I am looking for the fastest way to square a double (double d
). So far I came up with two approaches:
1. d*d
2. Math.pow(d, 2)
To test the performance I set up three test cases, in each I generate random numbers using the same seed for the three cases and just calculate the squared number in a loop 100 000 000 times.
In the first test case numbers are generated using random.nextDouble()
, in the second case using random.nextDouble()*Double.MAX_VALUE
and in the third one using random.nextDouble()*Double.MIN_VALUE
.
The results of a couple of runs (approximate results, theres always some variation, run using java 1.8, compiled for java 1.6 on Mac OSX Mavericks)
Approach | Case 1 | Case 2 | Case 3
---------•--------•--------•-------
1 | ~2.16s | ~2.16s | ~2.16s
2 | ~9s | ~30s | ~60s
The conclusion seems to be that approach 1 is way faster but also that Math.pow
seems to behave kind of weird.
So I have two questions:
1 Why is Math.pow
so slow, and why does it cope badly with > 1
and even worse with < -1
numbers?
2 Is there a way to improve the performance over what I suggested as approach 1? I was thinking about something like:
long l = Double.doubleToRawLongBits(d);
long sign = (l & (1 << 63));
Double.longBitsToDouble((l<<1)&sign);
But that is a) wrong, and b) about the same speed as approach 1.

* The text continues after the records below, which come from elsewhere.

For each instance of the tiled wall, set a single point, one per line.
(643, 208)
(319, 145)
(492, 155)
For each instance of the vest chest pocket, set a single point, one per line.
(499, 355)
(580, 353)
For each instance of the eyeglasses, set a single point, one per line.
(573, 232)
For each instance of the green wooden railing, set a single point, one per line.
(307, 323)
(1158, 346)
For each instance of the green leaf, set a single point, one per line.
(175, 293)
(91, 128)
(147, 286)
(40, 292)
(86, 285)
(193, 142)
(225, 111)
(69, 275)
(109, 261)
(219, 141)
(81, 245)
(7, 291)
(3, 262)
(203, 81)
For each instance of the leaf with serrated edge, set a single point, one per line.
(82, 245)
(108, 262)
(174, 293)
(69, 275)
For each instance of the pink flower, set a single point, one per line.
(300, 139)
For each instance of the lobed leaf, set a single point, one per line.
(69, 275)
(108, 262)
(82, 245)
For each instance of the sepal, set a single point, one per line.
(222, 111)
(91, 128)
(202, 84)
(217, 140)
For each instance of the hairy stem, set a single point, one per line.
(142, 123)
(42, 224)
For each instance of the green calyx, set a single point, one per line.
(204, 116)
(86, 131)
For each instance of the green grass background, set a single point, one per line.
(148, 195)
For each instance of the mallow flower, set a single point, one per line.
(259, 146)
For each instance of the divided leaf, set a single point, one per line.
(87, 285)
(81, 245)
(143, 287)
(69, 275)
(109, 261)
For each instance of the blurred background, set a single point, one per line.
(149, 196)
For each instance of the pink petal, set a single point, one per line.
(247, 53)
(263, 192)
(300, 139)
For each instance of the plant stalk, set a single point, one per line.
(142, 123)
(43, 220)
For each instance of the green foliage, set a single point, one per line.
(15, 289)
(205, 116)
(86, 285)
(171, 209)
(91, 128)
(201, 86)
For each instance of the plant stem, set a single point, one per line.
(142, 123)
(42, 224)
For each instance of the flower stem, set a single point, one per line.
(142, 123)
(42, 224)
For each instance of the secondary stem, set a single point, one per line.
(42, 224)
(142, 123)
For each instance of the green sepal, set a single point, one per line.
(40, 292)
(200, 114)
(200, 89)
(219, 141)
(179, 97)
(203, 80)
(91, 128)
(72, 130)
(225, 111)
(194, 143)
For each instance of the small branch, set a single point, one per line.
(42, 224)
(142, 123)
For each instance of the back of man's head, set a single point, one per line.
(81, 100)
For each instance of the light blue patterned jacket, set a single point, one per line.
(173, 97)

The fastest way to square a number is to multiply it by itself.
It's really not, but it is performing exponentiation instead of simple multiplication.
First, because it does the math. From the Javadoc it also contains tests for many corner cases. Finally, I would not rely too much on your micro-benchmark.
Squaring by multipling with self is the fastest. Because that approch can be directly translated into simple, non-branching bytecode (and thus, indirectly, machine code).
Math.pow() is a quite complex function that comes with various guarantees for edge cases. And it need to be called instead of being inlined.
Math.pow()
is slow because it has to deal with the generic case or raising a number to any given power.As for why it is slower with negative numbers, it is because it has to test if the power is positive or negative in order to give the sign, so it is one more operation to do.